Evaluation of ventricular and arterial hemodynamics in anesthetized closed-chest mice.

Transgenic and knock-out mice with cardiovascular phenotypes have created the need for methods to measure murine arterial and ventricular mechanics. The aims of this study were (1) to develop a method for the assessment of wall stress (sigma es)-rate corrected velocity of fiber shortening (Vcfc) relation and (2) to assess the feasibility of quantifying global arterial function in normal mice. This method can thus serve as a reference for future studies in genetically altered mice by establishing normal values for comparison.

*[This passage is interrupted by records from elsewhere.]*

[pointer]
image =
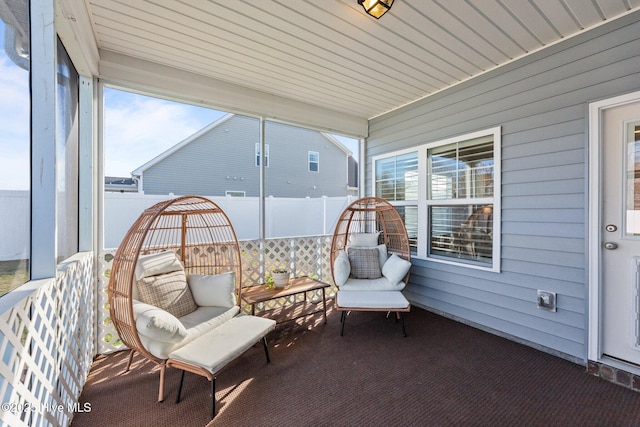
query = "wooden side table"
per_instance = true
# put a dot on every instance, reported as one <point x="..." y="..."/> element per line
<point x="260" y="293"/>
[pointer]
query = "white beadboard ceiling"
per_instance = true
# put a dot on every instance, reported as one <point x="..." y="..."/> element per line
<point x="328" y="53"/>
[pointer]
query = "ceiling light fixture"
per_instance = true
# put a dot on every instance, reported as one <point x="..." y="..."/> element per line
<point x="376" y="8"/>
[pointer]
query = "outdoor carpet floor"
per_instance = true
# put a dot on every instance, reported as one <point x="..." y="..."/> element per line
<point x="443" y="373"/>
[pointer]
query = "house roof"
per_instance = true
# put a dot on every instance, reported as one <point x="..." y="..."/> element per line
<point x="138" y="171"/>
<point x="325" y="64"/>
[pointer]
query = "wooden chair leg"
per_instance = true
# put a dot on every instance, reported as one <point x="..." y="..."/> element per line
<point x="180" y="387"/>
<point x="163" y="368"/>
<point x="131" y="353"/>
<point x="266" y="349"/>
<point x="213" y="397"/>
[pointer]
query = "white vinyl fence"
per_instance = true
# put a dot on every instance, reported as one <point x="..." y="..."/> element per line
<point x="285" y="217"/>
<point x="14" y="225"/>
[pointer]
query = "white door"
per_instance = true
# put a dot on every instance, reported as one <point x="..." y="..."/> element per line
<point x="621" y="233"/>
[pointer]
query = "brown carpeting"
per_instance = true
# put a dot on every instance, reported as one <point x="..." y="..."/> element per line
<point x="444" y="373"/>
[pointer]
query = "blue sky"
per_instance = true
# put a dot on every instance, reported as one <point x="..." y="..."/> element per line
<point x="14" y="123"/>
<point x="138" y="128"/>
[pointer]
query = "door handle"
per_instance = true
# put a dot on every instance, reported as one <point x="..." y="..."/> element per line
<point x="610" y="245"/>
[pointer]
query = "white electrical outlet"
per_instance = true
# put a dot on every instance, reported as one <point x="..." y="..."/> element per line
<point x="546" y="300"/>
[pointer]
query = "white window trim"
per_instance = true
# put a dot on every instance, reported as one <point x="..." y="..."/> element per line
<point x="309" y="161"/>
<point x="423" y="203"/>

Ten anesthetized closed-chest mice were studied with targeted M-mode echocardiography of the left ventricle recorded simultaneously with high-fidelity aortic pressures. Data were acquired at baseline and during infusions of methoxamine and isoproterenol. Tracings were digitized to obtain end-systolic wall stress (sigma es) and rate-corrected velocity of fiber shortening (Vcfc) relationships and plots of systolic meridional wall stress. Instantaneous aortic pressures and continuous wave aortic Doppler velocities were digitized to study arterial hemodynamics. The Vcfc-sigma es relationship was inverse and linear in all mice studied with a median value of r2 = 0.94. Isoproterenol resulted in an upward shift from the baseline contractility line obtained with methoxamine (mean shift = 2.0 +/- 0.3 circ/sec). Relative to baseline the integral of wall stress decreased with isoproterenol and increased with methoxamine. Methoxamine increased mean arterial pressure and total vascular resistance and decreased heart rate, cardiac output, and arterial compliance. Isoproterenol decreased total vascular resistance and increased cardiac output. Stress-shortening relationships, systolic wall stress, and evaluation of vascular function can be obtained in a closed-chest mouse model.